Diesen schließt sich später Gruppenunterricht an. In Sonderfällen auch Einzelunterricht.
Probekurs
Die Violine
Leitung:
Catherine von Nahmer, Geigenlehrerin und Musikpädagogin
Inhalt & Ablauf des Einstiegs:
-
Einleitung – Melodie auf der Solovioline
Vorstellung der Geige – Ergreifen, Empfinden, Erfahren
Personifizierung der Geige – Erkundung, Funktions- und Klangwahrnehmung
Rhythmus-Erfahrung – Gemeinsames Körperempfinden und Singen
Haltung und Ansatz der Geige
Der Bogen – Gewicht, Länge, Spitze, Handling / der Frosch
Bogenführung – Bewegung, Körpereinsatz, Erleben und Erfahrung
Zusammenwirken Geige und Bogen / Konzentration, Bewusstheit
Diskurs über Wirkungen, Wünsche, Möglichkeiten, Phantasien
Erich-Benjamin-Stiftung
Projekte für Kinder in psychischer Not
Projekt 2 – ein Pilotprojekt
Musik mit Streichinstrumenten
für depressive und suizidgefährdete Kinder
und Jugendliche
Das Violoncello
Leitung:
Jakob Schmidt, Cellolehrer und Musikpädagoge, Gymnasial- und Privatlehrer
Inhalt & Ablauf des Einstiegs:
Weitgehend entsprechend dem Muster des Geigen-Schnupperkurses
nach dem individuellen Konzept des Pädagogen:
- Vernetzung von Alltagsbewegungen mit dem Handling des Cellospiels
- Abbau von Ängsten und Hemmungen
- Animation zu Neugier a/ auf Musik allgemein - b/ auf das Instrument
- Ermutigung zu Versuch, Erleben, Erfahrung = Musizierlust
- Relation Einsatz + Belohnung
- Entwicklung der Beziehung Mensch-Instrument
- Erfahrung von Wirkungen – Zufriedenheit, Motivation, Freude
Gruppenunterricht
Der Gruppenunterricht soll einmal pro Woche in kleinen Formationen – 4 bis 6 Teilnehmern
– stattfinden und zunächst drei Monate dauern. Er soll verlängert werden können. Wenn sich
zeigt, dass das Teilnahme-Interesse sich ausweitet, stehen weitere qualifizierte Lehrkräfte zur
Verfügung.
Ziel des Unterrichts ist vor allem die Erzeugung, dann Vertiefung einer Freundschafts-Beziehung
zwischen dem Schüler und seinem Instrument. Freundschaft bedarf keiner Perfektion. Es sollen
keine perfekten Solisten ausgebildet werden. Dennoch ist der Gruppenunterricht so konzipiert,
dass dem Ausmaß der Entwicklung jedes einzelnen Teilnehmers keine Grenze gesetzt ist.

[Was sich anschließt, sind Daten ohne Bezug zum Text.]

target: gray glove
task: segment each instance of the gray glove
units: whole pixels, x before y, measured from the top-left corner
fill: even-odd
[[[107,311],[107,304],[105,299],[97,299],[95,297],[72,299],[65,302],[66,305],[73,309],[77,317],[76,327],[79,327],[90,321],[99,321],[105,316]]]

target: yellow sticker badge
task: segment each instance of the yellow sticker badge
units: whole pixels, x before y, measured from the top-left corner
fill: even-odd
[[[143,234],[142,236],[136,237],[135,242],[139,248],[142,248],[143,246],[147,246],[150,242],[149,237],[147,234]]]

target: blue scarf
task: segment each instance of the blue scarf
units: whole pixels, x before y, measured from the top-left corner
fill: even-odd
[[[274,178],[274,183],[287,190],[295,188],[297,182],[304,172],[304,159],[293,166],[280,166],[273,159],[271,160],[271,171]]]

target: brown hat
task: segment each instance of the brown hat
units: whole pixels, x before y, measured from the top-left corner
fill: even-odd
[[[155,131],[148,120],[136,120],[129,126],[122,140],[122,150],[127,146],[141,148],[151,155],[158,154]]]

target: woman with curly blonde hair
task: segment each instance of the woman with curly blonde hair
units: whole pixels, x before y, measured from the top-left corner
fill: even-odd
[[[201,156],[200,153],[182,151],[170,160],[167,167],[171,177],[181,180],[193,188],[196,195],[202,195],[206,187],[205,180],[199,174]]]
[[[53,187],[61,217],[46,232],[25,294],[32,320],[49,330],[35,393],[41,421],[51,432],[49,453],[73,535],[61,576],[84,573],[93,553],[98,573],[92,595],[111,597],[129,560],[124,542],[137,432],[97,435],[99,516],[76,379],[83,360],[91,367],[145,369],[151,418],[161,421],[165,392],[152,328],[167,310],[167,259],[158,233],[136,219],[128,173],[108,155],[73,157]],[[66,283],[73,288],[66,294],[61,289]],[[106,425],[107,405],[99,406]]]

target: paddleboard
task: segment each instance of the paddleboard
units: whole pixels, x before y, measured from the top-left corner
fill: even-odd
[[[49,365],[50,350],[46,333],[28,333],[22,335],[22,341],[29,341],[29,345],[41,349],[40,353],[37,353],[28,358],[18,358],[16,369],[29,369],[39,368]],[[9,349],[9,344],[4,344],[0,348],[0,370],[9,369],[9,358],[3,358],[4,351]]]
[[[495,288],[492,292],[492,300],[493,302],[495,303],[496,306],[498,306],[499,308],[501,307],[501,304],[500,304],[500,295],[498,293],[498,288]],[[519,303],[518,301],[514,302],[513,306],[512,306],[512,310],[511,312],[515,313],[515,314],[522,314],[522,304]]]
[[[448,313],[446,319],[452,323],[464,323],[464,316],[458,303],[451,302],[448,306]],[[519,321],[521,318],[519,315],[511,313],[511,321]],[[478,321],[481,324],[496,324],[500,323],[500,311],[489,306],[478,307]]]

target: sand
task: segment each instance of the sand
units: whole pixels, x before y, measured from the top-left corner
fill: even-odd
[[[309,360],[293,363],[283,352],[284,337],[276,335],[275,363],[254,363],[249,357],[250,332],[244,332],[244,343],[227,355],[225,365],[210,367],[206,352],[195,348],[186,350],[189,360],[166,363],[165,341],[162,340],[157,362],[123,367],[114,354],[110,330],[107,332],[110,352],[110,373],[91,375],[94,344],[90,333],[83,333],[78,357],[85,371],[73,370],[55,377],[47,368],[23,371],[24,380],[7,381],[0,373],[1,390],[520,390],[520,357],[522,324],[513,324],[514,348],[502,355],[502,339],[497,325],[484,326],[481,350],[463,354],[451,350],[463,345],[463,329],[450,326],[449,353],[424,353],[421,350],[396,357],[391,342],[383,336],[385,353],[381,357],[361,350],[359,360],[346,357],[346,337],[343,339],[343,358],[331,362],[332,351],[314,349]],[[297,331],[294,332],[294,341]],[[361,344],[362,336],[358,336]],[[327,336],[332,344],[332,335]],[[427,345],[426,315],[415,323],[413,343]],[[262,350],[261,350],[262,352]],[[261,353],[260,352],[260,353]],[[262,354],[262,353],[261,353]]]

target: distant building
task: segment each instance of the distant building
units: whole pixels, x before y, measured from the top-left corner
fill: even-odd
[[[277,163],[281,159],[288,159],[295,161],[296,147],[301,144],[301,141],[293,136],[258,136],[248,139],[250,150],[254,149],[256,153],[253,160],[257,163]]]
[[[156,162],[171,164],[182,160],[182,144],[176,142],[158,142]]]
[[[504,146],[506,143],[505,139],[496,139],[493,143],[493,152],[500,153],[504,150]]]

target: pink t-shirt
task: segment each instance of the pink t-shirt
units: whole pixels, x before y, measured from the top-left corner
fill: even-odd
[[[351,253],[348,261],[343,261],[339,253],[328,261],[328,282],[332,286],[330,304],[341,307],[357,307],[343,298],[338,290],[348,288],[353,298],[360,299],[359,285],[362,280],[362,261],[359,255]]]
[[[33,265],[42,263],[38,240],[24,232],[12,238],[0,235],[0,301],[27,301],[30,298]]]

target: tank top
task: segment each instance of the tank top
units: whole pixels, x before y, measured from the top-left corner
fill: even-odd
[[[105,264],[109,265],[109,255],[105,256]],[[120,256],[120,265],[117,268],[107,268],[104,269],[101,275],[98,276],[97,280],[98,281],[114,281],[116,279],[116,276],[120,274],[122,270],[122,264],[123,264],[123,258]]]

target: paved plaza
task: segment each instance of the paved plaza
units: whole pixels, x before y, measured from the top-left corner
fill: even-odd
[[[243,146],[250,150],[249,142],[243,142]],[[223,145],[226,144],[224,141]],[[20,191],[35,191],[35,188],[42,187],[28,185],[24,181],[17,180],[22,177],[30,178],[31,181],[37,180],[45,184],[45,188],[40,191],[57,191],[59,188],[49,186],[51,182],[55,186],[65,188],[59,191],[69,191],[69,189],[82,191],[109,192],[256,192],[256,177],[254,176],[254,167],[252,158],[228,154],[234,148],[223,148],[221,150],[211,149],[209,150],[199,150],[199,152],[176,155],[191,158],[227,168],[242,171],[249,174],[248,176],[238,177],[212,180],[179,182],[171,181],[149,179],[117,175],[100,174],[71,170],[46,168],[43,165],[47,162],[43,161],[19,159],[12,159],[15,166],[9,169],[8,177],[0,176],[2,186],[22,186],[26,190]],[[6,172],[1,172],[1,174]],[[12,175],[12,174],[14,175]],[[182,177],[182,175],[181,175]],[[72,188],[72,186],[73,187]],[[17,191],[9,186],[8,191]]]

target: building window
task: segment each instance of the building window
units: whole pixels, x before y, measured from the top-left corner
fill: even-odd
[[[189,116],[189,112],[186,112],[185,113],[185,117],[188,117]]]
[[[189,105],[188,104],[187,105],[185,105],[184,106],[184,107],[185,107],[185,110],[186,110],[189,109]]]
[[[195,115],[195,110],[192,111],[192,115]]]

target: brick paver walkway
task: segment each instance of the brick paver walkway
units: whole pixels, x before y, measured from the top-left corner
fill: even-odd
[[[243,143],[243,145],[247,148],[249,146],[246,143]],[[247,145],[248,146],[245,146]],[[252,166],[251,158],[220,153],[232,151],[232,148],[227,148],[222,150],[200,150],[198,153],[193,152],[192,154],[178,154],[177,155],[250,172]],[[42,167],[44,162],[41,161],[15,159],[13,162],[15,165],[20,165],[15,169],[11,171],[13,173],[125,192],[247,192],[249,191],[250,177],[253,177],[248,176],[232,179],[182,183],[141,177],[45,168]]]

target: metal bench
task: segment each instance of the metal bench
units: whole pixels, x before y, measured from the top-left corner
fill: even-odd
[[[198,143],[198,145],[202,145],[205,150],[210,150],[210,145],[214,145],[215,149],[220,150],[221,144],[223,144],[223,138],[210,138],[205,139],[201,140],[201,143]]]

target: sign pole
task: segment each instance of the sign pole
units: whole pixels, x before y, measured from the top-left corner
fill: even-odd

Der Lernprozess wird für alle nachvollziehbar und leicht fasslich gestaltet. Er vermeidet jede
Überforderung. Jeder Schritt ist so einfach gehalten, dass alle Abläufe für jeden nachvollziehbar
sind – und Freude am Geschehen wie auch Stolz aufs Erreichte auslösen. Neben den
methodischen Details steht die Motivation im Vordergrund.